Robbie Gibson via Phabricator via cfe-commits cfe-commits at lists.llvm.org
Fri Jul 12 08:41:41 PDT 2019


rkgibson2 marked an inline comment as done.
rkgibson2 added a comment.

In D64632#1582793 <https://reviews.llvm.org/D64632#1582793>, @benhamilton wrote:

> Thanks for the fix. One question: how does the real Clang parser deal with this case? Is it something that's actually ambiguous in the ObjC++ grammar, I wonder?

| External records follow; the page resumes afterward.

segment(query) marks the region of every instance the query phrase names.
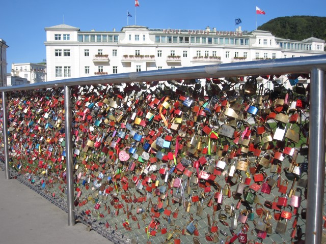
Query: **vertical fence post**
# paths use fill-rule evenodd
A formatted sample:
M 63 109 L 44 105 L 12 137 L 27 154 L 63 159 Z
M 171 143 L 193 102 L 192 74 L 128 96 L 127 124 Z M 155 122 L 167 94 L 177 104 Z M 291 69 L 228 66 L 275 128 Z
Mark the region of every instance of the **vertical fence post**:
M 65 133 L 66 134 L 66 167 L 67 172 L 67 205 L 68 224 L 75 224 L 74 212 L 73 164 L 71 139 L 71 92 L 70 88 L 64 86 L 65 96 Z
M 324 72 L 313 69 L 310 79 L 306 243 L 321 243 L 325 178 L 325 88 Z
M 5 173 L 6 174 L 6 179 L 10 178 L 9 173 L 9 155 L 8 153 L 8 112 L 7 111 L 7 94 L 5 92 L 2 92 L 2 120 L 3 129 L 4 133 L 4 157 L 5 158 Z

I am not sure about real Clang. I actually don't know much about how it works. I just ran into this bug and wanted to see if it was fixable. My guess is the @ sign marks the bracket as an array literal. In clang-format, isCpp11AttributeSpecifier is checked before checking whether the previous token is @.



================
Comment at: clang/lib/Format/TokenAnnotator.cpp:400-413
     while (AttrTok && !AttrTok->startsSequence(tok::r_square, tok::r_square)) {
       // ObjC message send. We assume nobody will use : in a C++11 attribute
       // specifier parameter, although this is technically valid:
-      // [[foo(:)]]
+      // [[foo(:)]]. 'class' is a common ObjC method selector, so allow it as
+      // well.
       if (AttrTok->is(tok::colon) ||
           AttrTok->startsSequence(tok::identifier, tok::identifier) ||
----------------
benhamilton wrote:
> Maybe we should check the token before AttrTok to see if it's `tok::at`, rather than checking for an identifier followed by `tok::kw_class`?
> 
> I don't think there's any valid C++11 attribute specifier sequence of `@[[]]`.
> 
Ok, sure. I considered that at first but I'm not familiar with C++11 enough to say. I thought it wasn't valid, but I wasn't sure.